Question (only regarding (1))
First point I do not get. $Y_0$ is by definition $F_0$ measurable.
So, I would assume that we have
$$\mathbb{E}[Y_0\mathbb{E}[X|F_1]|F_0].$$ Then, I assume that we plug in the defining property of the conditional expectation which yields
$$\mathbb{E}[Y_0X|F_0]$$
–> Why is this possible? For plugging $X$ in, $Y_0$ has to be $F_1$ measurable, but it is only $F_0$ measurable?
–> And then, where goes "|$F_0$"? I don't understand why this part vanishes…
So, I am kind of lost. Thanks a million for any help and further explenations! 🙂
Best Answer
$F_0 \subset F_1$. So the fact that $Y_0$ is $F_0$ measurable implies that it is also $F_1$ measurable: $Y_o^{-1}(E) \in F_0 \subset F_1$ for any Borel set $E$ in $\mathbb R$.
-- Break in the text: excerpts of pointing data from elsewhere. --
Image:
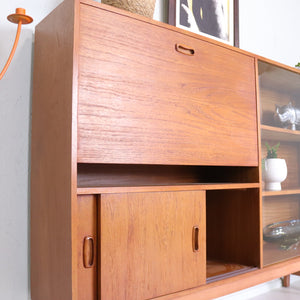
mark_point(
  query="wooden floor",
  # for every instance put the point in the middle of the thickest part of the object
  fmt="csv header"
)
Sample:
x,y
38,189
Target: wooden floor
x,y
269,291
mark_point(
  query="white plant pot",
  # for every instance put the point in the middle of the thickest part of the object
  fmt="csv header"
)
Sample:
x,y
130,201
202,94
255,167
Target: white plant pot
x,y
274,172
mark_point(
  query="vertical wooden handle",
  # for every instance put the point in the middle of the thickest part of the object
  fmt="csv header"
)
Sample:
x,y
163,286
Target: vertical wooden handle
x,y
184,49
195,239
88,252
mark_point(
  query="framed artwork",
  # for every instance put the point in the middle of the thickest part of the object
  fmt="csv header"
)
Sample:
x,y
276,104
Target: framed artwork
x,y
218,19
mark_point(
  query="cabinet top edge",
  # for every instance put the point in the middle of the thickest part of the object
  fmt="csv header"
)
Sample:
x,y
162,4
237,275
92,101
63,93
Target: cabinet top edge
x,y
118,11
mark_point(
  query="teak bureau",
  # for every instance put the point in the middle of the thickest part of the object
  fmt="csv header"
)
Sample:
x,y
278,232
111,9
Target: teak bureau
x,y
146,160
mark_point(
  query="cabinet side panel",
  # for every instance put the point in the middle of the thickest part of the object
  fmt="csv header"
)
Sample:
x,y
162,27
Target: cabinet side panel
x,y
51,157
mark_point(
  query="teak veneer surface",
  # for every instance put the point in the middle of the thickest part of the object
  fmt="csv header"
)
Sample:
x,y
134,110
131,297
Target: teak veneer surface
x,y
52,162
141,101
147,246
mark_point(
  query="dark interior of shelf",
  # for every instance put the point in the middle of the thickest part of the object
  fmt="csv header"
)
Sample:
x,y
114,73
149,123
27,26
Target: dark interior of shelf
x,y
232,226
98,175
273,253
279,79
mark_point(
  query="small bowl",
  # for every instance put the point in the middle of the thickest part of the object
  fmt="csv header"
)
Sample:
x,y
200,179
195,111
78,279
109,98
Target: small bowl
x,y
286,234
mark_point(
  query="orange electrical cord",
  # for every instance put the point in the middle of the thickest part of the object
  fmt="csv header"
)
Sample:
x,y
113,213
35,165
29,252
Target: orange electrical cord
x,y
13,50
19,18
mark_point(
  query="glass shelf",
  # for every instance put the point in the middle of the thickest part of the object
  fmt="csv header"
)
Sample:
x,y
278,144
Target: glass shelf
x,y
279,134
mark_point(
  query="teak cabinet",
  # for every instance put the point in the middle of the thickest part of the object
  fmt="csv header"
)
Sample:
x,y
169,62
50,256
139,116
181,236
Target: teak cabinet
x,y
147,143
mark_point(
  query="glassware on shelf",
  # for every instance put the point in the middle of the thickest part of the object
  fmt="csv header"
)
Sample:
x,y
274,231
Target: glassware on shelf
x,y
286,234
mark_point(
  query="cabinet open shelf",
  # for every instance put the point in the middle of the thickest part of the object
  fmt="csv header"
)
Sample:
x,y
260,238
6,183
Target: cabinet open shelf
x,y
161,188
280,134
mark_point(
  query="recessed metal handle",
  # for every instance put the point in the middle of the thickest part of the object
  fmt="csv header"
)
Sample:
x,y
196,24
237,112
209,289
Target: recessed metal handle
x,y
195,239
184,49
88,252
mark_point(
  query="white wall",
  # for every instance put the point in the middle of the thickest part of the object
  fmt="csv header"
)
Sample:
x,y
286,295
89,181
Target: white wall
x,y
270,28
267,27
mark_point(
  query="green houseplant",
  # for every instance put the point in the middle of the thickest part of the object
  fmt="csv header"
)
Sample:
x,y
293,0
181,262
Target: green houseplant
x,y
274,169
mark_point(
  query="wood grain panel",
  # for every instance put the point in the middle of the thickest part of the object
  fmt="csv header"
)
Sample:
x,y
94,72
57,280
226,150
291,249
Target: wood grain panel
x,y
87,228
141,101
146,243
52,159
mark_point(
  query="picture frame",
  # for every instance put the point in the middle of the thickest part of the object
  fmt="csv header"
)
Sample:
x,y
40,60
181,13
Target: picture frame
x,y
217,19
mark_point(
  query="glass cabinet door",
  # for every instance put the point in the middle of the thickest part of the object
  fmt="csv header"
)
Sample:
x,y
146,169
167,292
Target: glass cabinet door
x,y
279,93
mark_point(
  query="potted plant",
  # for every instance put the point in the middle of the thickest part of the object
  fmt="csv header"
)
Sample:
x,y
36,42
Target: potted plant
x,y
274,169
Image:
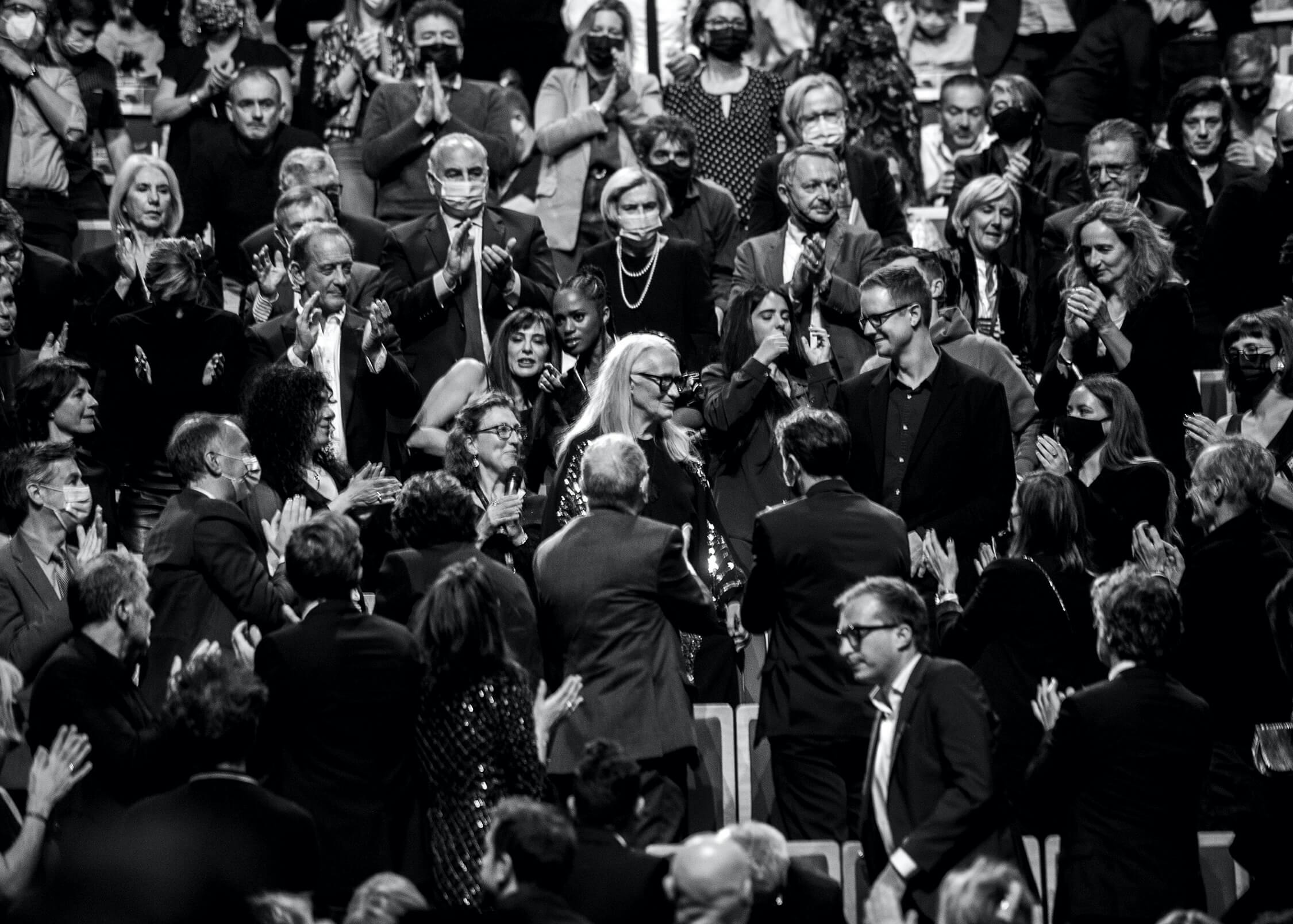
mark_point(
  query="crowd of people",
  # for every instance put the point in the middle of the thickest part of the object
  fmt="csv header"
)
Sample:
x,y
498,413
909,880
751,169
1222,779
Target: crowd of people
x,y
467,393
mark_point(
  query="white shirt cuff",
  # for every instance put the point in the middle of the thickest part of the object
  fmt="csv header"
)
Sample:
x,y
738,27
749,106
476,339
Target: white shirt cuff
x,y
902,861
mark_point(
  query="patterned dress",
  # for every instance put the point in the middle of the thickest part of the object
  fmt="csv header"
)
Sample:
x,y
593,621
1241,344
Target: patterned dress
x,y
475,746
730,149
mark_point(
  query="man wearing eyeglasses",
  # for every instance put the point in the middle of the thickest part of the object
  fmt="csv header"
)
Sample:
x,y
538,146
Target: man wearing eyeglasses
x,y
1118,155
932,436
930,802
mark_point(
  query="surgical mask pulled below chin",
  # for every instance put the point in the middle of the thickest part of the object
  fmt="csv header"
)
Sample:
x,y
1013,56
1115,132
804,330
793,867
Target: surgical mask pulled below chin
x,y
639,225
824,133
24,30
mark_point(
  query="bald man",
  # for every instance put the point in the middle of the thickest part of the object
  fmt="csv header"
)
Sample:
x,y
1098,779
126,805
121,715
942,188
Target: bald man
x,y
1249,226
453,276
710,881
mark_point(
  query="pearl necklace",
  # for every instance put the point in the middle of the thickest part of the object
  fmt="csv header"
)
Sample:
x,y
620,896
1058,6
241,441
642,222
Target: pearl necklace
x,y
648,271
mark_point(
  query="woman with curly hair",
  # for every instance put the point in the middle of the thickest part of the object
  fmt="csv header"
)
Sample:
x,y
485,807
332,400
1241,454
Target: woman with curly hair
x,y
635,393
288,418
1125,310
521,351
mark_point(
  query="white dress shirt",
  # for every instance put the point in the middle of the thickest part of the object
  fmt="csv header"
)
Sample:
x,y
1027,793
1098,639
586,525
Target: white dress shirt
x,y
888,704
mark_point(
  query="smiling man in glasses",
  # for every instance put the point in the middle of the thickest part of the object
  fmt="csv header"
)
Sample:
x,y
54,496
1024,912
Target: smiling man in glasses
x,y
932,436
930,802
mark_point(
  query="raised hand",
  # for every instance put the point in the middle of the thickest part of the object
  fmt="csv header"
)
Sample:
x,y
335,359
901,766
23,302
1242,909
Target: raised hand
x,y
213,370
270,271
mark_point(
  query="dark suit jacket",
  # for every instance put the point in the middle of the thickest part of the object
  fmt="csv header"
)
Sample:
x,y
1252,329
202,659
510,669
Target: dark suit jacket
x,y
1000,21
407,574
1121,775
806,553
237,833
365,283
368,234
849,257
33,619
613,595
366,396
433,333
337,737
966,421
45,294
807,896
206,574
611,883
944,806
869,180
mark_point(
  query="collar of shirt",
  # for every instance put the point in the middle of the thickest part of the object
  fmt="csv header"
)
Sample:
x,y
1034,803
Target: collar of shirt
x,y
887,701
43,549
1121,667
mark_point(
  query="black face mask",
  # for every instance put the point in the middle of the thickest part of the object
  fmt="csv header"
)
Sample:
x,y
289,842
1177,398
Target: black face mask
x,y
676,179
1011,125
444,57
1249,376
727,44
1080,437
601,49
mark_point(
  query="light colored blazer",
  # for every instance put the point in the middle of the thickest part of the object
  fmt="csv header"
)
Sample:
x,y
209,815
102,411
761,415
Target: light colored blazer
x,y
564,122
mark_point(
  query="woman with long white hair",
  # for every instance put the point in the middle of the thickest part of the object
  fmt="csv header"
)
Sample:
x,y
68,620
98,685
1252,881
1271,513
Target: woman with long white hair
x,y
635,393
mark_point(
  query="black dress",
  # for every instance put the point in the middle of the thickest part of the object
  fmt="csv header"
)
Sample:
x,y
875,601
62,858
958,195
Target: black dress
x,y
678,302
1116,502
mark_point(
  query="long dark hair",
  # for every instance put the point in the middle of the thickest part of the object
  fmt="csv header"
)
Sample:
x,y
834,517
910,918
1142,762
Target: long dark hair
x,y
281,406
458,627
1050,521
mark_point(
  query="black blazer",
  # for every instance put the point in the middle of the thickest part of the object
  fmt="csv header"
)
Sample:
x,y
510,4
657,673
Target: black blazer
x,y
1000,21
613,594
206,574
869,180
366,396
337,737
806,553
944,803
966,421
612,883
369,236
407,574
433,333
1121,775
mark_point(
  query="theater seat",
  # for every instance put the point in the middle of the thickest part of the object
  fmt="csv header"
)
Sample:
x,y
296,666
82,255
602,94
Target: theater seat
x,y
711,785
753,768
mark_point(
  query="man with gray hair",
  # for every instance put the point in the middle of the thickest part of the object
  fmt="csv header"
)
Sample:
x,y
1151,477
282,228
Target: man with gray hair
x,y
1227,653
710,881
314,168
456,273
614,590
784,891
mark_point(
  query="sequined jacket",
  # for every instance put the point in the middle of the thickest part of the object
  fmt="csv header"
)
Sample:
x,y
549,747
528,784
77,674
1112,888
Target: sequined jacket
x,y
475,745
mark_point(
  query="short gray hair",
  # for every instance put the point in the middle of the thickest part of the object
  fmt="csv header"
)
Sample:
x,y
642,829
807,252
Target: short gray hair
x,y
1244,469
613,469
767,850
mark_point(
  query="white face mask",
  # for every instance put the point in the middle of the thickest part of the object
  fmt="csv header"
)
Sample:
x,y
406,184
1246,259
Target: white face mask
x,y
639,225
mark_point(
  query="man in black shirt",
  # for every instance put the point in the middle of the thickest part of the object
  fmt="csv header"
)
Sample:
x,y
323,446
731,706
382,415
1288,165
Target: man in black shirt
x,y
233,176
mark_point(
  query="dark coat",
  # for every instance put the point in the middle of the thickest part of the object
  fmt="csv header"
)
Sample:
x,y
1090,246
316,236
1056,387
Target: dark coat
x,y
966,421
806,553
869,180
343,670
206,574
1120,776
433,334
944,803
613,594
407,574
366,396
611,883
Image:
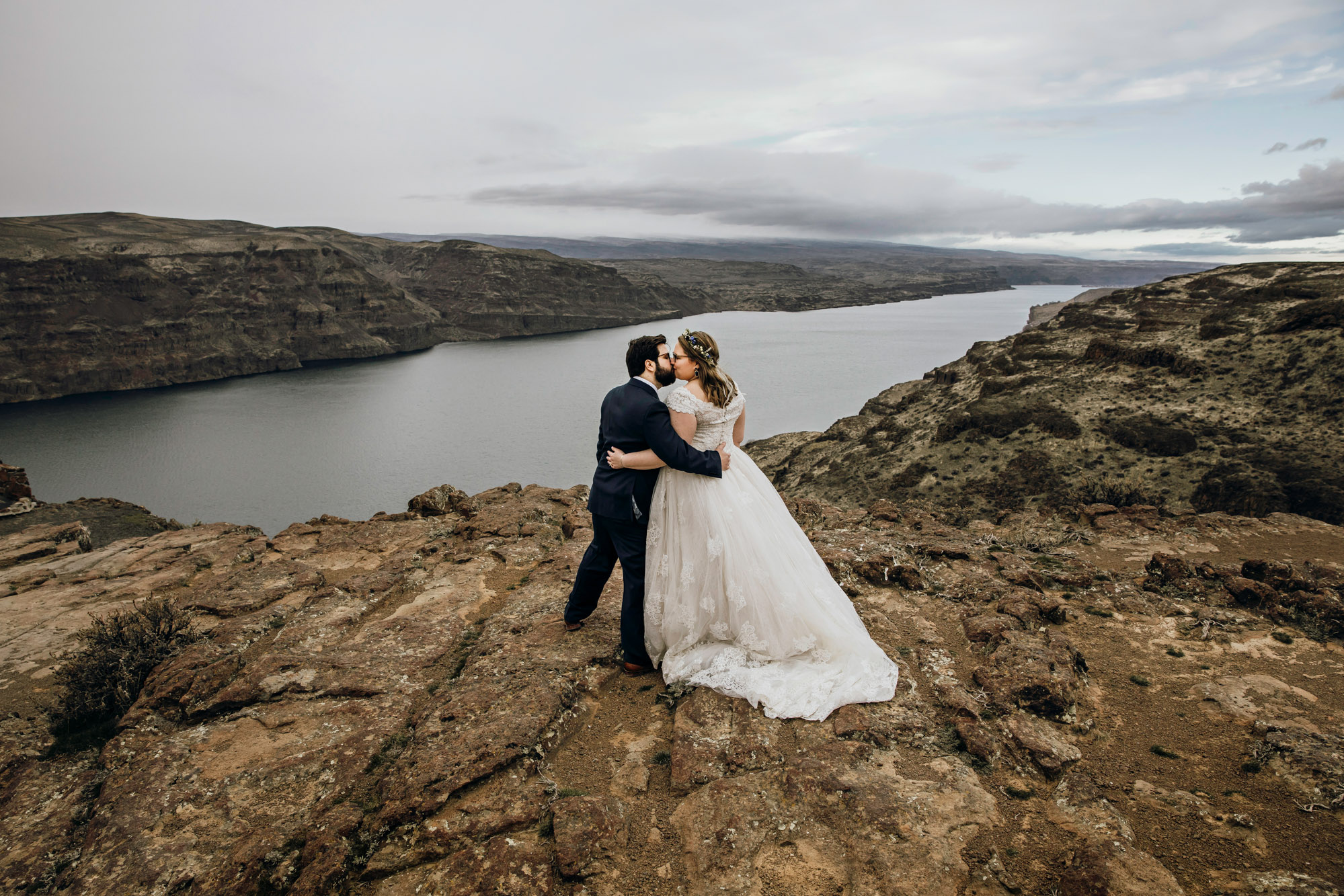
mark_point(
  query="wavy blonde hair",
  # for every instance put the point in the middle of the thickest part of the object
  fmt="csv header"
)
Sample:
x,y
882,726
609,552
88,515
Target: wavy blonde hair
x,y
702,350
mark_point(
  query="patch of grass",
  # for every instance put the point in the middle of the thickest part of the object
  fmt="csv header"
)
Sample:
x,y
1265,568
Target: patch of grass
x,y
390,750
104,676
464,651
1112,489
676,692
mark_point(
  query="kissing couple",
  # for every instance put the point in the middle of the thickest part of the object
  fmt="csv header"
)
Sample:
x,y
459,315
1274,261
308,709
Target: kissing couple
x,y
722,587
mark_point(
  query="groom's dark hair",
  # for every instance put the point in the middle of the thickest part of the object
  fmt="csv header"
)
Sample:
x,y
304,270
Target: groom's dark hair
x,y
645,348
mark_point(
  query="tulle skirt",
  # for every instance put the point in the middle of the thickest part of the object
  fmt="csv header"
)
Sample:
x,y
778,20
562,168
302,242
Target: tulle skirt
x,y
738,601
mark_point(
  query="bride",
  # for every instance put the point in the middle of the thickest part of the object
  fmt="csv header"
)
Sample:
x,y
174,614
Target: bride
x,y
737,598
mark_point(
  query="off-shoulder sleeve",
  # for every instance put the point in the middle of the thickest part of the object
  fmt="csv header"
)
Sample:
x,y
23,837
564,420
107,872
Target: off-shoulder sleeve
x,y
682,401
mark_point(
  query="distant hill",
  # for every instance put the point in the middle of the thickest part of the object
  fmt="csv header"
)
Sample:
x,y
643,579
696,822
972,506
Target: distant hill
x,y
878,263
114,301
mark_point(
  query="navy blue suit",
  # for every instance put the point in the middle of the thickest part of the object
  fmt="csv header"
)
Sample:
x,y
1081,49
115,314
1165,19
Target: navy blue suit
x,y
633,418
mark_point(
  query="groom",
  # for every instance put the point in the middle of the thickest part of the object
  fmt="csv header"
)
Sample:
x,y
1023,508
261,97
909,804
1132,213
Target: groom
x,y
633,418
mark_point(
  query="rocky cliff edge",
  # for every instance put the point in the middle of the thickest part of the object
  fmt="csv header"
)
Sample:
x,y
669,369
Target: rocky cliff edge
x,y
1124,703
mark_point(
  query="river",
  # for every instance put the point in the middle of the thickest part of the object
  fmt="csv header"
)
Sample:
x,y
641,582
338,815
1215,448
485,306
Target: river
x,y
354,438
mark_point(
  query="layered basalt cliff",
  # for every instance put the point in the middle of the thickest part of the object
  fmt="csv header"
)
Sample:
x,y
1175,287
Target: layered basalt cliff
x,y
97,302
1218,391
393,707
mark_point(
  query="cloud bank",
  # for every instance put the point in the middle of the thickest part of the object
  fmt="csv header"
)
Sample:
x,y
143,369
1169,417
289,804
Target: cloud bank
x,y
842,196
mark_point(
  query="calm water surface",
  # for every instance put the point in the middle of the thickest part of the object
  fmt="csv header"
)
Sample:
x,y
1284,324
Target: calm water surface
x,y
355,438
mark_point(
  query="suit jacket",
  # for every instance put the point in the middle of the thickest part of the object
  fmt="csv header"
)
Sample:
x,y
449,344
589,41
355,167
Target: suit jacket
x,y
633,418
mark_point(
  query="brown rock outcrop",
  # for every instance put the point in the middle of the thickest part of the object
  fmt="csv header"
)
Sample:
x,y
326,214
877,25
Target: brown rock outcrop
x,y
391,706
1148,395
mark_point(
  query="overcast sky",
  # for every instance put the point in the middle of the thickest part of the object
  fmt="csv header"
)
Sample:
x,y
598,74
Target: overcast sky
x,y
1170,128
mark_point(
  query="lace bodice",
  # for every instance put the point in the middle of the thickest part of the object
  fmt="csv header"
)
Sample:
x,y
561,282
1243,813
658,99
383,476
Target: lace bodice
x,y
713,423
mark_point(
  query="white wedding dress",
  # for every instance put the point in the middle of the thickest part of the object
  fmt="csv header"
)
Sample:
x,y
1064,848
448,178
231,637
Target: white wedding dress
x,y
737,598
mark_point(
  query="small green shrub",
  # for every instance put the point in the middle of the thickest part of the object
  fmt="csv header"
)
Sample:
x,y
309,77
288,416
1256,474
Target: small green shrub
x,y
1115,491
104,676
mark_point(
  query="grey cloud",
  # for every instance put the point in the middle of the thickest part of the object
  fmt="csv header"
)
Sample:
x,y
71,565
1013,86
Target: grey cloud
x,y
1201,250
1047,125
1000,161
869,202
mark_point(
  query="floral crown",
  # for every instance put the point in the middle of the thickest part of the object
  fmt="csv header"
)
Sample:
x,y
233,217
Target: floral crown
x,y
703,351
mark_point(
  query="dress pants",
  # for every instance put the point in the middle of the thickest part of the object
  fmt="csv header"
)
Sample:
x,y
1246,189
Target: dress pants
x,y
615,540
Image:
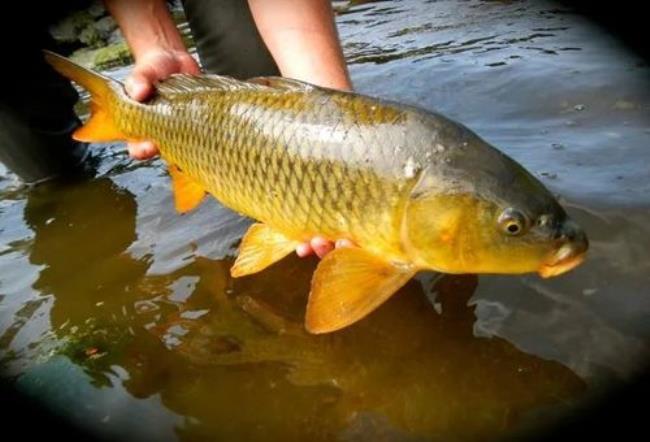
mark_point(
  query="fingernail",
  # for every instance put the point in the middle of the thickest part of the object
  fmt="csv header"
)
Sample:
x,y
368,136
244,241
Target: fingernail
x,y
343,243
303,250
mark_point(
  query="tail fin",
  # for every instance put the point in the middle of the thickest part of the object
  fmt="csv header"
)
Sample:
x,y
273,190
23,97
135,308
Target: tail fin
x,y
100,126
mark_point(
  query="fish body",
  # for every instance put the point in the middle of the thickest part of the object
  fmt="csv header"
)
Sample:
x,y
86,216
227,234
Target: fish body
x,y
411,188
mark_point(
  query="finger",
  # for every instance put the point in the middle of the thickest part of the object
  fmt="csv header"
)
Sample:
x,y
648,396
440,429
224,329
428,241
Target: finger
x,y
343,243
321,246
139,85
142,150
304,250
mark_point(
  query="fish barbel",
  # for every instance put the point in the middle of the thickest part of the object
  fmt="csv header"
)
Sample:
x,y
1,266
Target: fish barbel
x,y
411,188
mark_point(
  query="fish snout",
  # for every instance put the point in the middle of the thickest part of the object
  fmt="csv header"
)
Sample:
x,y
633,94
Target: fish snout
x,y
571,250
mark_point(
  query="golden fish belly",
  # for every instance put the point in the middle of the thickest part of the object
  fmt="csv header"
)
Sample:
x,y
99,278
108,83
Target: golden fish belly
x,y
303,165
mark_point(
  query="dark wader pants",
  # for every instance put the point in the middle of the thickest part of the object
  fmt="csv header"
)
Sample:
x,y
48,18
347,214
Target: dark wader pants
x,y
36,109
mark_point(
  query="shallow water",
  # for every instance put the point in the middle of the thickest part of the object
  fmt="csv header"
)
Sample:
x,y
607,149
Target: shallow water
x,y
121,313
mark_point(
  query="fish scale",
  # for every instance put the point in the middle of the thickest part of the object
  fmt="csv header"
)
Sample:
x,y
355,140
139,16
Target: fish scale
x,y
245,145
415,190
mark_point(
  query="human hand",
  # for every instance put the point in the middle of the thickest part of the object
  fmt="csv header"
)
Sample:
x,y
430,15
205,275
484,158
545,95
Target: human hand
x,y
153,66
321,246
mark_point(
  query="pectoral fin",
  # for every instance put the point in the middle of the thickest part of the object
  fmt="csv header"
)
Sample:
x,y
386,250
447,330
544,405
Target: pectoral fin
x,y
348,284
187,193
260,247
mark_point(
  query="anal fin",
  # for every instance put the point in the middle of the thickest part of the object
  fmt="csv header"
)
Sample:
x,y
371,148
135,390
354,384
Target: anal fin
x,y
187,193
261,247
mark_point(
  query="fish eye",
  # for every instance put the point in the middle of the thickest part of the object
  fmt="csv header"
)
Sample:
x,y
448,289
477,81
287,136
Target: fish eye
x,y
512,222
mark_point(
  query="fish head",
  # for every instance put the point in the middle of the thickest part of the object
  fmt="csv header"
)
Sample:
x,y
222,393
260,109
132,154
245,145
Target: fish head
x,y
478,211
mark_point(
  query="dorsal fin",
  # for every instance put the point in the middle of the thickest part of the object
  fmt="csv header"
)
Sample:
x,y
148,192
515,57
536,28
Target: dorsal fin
x,y
184,83
289,84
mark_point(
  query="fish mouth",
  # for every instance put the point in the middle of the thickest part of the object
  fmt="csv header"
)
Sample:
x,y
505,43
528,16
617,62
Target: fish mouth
x,y
570,255
561,266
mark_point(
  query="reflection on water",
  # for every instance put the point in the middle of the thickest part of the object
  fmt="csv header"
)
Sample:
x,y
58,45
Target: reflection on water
x,y
122,314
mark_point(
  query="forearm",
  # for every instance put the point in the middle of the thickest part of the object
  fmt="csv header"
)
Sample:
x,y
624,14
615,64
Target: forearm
x,y
146,24
302,38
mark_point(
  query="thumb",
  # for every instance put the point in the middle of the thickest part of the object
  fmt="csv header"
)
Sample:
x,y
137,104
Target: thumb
x,y
138,85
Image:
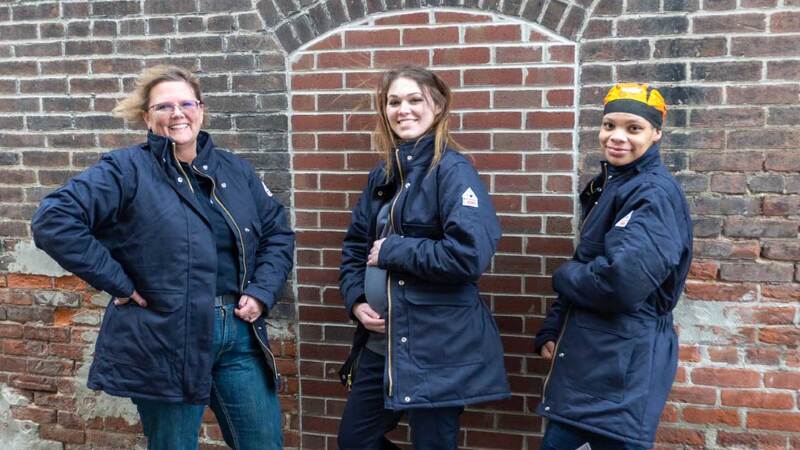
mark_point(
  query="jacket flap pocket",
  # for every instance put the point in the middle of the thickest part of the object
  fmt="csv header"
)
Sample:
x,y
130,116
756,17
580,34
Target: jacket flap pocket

Second question: $E(E(Z_0|F_0))=EZ$ for any $Z$. This is immediate from the definition of conditional expectation: $\int_{A} E(Z|F_0) dP =\int_{A} ZdP$ for any $A \in F_0$. Take $A=\Omega$ to get $\int_{\Omega} E(Z|F_0) dP =\int_{\Omega} ZdP$. This means $E(E(Z|F_0))=EZ$.